8 ounces feta cheese, crumbled  (Do not use pre-crumbled feta, as it is treated with preservatives and not as tasty.)

Agave roasted nuts, made ahead, see Healthy Green Salads (2016/08/15)

Home-made croutons, made ahead, see Healthy Green Salads (2016/08/15)

Balsamic vinaigrette, made ahead (2016/08/22)
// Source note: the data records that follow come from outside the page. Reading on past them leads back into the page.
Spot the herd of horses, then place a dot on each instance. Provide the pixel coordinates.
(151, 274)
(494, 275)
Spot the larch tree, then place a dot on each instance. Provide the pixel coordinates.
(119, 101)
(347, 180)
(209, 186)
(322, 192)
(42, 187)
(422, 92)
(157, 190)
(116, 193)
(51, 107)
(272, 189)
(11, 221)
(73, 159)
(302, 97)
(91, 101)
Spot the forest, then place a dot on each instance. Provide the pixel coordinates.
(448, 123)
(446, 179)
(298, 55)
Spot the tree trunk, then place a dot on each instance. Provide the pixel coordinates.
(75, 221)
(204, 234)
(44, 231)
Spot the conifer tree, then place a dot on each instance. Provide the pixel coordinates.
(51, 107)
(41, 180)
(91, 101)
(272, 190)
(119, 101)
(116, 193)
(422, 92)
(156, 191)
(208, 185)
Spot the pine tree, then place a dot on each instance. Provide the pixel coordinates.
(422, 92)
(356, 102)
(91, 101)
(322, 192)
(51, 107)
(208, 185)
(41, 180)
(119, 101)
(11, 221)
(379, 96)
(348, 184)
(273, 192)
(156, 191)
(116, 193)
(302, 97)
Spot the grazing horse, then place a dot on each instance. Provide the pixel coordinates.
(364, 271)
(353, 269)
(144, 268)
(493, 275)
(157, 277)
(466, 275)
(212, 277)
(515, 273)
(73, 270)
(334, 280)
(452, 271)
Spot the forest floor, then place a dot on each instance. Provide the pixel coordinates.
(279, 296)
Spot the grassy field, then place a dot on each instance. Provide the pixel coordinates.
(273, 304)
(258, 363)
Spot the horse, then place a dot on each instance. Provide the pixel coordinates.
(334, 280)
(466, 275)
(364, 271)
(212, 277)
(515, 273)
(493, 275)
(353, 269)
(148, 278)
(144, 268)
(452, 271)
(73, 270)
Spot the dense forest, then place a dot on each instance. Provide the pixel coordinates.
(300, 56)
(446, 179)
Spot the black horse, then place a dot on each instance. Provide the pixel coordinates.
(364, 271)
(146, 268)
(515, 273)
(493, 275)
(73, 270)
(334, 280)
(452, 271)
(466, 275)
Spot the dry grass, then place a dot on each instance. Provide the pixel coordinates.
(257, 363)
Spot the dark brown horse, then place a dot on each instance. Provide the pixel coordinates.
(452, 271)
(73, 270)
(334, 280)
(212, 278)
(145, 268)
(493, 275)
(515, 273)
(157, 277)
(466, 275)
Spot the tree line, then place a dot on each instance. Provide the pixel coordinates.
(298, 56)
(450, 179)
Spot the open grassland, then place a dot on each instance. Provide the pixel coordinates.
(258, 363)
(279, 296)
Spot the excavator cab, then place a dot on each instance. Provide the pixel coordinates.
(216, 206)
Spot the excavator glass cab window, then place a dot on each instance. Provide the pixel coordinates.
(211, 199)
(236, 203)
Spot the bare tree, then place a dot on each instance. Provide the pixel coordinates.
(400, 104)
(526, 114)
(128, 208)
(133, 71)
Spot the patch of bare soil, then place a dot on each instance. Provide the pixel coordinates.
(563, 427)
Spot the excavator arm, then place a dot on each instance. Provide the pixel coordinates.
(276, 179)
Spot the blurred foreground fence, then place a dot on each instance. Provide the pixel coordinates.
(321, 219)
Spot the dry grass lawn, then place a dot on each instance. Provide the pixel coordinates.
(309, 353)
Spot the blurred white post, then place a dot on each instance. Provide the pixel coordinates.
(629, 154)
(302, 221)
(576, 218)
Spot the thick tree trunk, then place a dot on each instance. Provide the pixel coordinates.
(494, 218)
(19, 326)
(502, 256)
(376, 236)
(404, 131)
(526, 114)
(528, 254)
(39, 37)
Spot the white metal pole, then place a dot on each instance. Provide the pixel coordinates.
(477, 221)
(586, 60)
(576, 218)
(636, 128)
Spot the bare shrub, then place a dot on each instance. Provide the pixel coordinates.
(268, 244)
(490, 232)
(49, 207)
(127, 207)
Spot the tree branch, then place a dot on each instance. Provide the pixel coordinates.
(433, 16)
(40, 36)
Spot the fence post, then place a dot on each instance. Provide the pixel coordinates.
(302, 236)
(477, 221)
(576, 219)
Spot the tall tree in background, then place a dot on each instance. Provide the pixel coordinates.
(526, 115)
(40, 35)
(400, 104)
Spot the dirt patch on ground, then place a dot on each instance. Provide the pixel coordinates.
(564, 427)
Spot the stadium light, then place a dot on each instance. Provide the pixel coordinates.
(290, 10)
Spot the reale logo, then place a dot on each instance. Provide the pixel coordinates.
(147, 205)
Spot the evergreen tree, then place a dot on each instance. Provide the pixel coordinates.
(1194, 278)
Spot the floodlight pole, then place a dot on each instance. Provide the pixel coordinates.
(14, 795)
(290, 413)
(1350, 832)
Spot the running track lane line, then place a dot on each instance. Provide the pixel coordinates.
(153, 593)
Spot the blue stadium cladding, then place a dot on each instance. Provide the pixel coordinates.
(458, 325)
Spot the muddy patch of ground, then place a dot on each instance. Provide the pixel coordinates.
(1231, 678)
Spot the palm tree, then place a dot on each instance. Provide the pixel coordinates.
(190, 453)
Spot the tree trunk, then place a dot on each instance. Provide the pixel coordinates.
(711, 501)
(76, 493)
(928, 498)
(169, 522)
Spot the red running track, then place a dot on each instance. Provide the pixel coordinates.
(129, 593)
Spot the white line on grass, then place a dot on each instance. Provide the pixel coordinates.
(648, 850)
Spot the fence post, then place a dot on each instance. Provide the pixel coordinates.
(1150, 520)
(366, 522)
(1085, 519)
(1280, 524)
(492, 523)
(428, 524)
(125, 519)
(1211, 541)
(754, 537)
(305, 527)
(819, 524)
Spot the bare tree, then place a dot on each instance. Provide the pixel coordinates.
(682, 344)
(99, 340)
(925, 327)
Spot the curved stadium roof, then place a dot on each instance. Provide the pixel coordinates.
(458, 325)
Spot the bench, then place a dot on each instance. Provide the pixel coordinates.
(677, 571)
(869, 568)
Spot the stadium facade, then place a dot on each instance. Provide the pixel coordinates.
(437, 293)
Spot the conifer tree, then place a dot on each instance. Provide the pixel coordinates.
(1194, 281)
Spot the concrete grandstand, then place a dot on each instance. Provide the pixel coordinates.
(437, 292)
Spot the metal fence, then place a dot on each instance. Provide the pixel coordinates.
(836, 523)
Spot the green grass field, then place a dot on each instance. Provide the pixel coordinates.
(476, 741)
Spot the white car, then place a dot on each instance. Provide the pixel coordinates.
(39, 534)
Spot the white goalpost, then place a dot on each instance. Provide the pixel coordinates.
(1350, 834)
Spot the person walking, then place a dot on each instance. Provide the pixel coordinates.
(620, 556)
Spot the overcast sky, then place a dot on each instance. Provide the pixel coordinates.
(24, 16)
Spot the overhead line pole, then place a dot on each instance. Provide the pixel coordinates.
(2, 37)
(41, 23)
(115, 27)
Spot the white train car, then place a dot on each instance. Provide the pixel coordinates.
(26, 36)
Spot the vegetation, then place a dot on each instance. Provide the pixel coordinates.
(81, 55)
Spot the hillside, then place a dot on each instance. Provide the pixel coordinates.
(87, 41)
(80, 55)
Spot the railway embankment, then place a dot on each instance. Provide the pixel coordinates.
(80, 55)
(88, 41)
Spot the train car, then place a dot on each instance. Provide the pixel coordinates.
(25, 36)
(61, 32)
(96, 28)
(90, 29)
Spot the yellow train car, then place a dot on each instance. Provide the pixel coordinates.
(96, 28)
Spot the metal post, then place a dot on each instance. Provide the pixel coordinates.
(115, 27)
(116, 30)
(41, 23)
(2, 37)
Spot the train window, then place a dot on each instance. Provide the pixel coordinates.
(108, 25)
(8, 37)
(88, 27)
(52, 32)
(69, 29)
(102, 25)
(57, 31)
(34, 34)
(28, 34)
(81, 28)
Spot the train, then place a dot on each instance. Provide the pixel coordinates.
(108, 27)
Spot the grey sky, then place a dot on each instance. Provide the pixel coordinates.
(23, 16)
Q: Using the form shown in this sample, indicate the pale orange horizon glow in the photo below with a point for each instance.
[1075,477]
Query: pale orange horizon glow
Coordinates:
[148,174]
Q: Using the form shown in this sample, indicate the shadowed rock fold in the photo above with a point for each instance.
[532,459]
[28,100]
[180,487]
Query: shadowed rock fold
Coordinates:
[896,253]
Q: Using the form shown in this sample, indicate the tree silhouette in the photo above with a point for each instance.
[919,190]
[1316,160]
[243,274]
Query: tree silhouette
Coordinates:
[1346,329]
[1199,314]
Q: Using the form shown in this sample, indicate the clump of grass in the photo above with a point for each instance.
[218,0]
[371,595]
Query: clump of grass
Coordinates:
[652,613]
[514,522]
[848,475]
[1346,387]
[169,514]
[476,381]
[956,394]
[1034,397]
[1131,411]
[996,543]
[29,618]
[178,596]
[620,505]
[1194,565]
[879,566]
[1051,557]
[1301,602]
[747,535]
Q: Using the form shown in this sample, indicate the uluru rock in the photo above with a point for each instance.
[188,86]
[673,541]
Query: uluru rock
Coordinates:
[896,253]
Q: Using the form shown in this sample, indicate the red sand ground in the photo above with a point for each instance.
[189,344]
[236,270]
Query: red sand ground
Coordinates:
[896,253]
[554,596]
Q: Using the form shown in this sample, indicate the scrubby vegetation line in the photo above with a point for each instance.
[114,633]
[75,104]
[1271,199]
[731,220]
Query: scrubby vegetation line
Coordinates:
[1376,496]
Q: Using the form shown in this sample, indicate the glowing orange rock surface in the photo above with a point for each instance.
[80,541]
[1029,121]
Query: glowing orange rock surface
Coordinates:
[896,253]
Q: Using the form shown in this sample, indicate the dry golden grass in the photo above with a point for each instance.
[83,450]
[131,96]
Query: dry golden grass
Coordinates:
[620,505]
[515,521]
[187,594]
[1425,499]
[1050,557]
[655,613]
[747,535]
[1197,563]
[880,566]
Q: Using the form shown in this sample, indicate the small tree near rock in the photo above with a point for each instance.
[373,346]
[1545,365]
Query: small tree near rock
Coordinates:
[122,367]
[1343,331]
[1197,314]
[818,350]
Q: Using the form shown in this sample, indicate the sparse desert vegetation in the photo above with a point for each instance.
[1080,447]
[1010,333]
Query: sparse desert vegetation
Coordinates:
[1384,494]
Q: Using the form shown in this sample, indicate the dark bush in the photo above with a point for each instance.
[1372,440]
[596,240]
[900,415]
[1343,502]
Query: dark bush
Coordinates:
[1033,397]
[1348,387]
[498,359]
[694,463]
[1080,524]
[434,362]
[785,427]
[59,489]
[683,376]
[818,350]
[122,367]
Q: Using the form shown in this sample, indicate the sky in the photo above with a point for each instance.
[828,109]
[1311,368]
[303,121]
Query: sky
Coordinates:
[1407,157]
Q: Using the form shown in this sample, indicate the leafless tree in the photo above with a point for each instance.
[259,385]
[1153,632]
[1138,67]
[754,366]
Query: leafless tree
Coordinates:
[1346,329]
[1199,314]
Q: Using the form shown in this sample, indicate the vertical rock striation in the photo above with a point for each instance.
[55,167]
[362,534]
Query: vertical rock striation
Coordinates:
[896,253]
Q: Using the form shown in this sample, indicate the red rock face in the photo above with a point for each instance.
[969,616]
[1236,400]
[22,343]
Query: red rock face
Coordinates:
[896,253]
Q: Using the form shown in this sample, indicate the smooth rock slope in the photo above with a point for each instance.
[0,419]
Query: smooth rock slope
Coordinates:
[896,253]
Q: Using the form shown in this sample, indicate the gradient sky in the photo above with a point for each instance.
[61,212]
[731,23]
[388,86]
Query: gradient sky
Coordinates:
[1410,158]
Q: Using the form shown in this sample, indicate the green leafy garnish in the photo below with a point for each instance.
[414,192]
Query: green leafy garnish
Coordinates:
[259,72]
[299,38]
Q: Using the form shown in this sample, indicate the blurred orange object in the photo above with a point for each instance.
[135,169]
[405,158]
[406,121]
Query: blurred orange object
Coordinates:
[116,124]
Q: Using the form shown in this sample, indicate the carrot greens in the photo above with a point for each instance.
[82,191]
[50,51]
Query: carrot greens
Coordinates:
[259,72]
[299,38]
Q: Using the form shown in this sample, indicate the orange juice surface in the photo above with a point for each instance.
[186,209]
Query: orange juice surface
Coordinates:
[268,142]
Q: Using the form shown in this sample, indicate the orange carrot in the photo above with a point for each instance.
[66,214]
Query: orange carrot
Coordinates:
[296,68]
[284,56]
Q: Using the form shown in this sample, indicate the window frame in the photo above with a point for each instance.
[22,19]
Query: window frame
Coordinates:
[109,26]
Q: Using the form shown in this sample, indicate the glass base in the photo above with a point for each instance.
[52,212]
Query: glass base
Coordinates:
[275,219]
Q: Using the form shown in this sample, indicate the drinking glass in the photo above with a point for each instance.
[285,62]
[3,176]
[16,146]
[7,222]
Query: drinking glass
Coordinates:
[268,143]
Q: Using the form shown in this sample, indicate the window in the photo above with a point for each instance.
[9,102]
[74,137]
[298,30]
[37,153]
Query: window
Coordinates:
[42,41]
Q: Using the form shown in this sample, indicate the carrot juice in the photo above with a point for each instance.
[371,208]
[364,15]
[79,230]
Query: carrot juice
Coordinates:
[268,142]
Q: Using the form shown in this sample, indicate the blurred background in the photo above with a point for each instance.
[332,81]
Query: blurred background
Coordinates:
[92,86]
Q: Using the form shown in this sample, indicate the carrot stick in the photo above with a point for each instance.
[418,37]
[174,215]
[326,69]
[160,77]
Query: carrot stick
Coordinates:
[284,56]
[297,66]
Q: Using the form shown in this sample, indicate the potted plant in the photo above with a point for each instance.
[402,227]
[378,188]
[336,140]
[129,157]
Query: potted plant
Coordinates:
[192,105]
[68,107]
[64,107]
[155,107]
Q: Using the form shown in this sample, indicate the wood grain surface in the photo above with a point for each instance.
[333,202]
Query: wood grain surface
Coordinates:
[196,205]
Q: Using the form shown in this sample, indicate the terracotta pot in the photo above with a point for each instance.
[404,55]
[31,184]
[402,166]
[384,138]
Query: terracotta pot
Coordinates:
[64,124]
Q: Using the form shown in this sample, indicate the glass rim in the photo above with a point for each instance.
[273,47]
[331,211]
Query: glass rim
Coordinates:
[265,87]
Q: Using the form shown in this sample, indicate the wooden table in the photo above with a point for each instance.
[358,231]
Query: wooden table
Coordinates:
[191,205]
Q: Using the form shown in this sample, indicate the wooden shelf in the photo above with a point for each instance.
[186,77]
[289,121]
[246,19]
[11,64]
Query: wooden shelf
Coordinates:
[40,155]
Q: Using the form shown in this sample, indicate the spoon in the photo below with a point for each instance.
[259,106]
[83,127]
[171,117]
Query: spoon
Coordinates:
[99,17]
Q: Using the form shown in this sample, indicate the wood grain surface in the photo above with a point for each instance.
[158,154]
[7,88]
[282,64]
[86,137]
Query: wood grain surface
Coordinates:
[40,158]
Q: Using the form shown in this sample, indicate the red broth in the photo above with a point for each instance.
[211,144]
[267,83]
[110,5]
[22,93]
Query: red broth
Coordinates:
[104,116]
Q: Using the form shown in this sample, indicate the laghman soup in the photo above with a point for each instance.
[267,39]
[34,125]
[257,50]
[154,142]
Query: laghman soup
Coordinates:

  1. Using either a sprouting jar or a bowl, sprout quinoa 2 days in advance, by first soaking it in water for 6-8 hours (may make extra quinoa); then, draining off water well, let it sit for 1-2 days until sprouted, rinsing about every 12 hours.  If finished before using, do the following: when 1/4 inch long legs have grown, without rinsing again, spread prepared quinoa on a tray or large plate, covered with parchment, to let dry for about 12 more hours.  Store in a sealed storage bag or jar and refrigerate, keeps for up to two weeks.  For more detail on sprouting, see Sprouted Three Bean Dip (2017/06/26) and Sprouted Quinoa and Yam Salad (2016/09/05).
  2. If chicken is frozen, thaw in water.
  3. Preheat oven to 375 degrees.  Wash and lightly oil beets; wrap in aluminum foil, leaving closure upright to keep juices from spilling; bake on cookie sheet for 3/4–1 1/4 hours, depending on size of beets.  Open foil and cool in wrap for 10 minutes; peel skin off by rubbing with hands; cut in 1/4 inch julienne slices; set aside.  Meanwhile go to next step.
  4. Heat tablespoon of oil in large skillet; place thawed tenderloins on paper towel, salting and peppering them extra well before cooking; when tiny piece of chicken sizzles in oil, add the rest.  Pour balsamic over meat and add garlic; turn tenderloins over in vinegar.  Let cook for 2-3 minutes.
  5. Starting with the smallest tenderloin, cut each piece in thirds with a spatula; as they are cooked remove pieces to a bowl-the meat will just be turning white inside when done.  Do not overcook.  Pour juice from pan into bowl, which will further marinate meat.
  6. Wash and cut bell pepper in small strips, set aside.
  7. Place greens in a serving bowl; add quinoa, beets, chicken, peppers, feta cheese, and nuts; toss with balsamic vinaigrette; serve with croutons. Delicious!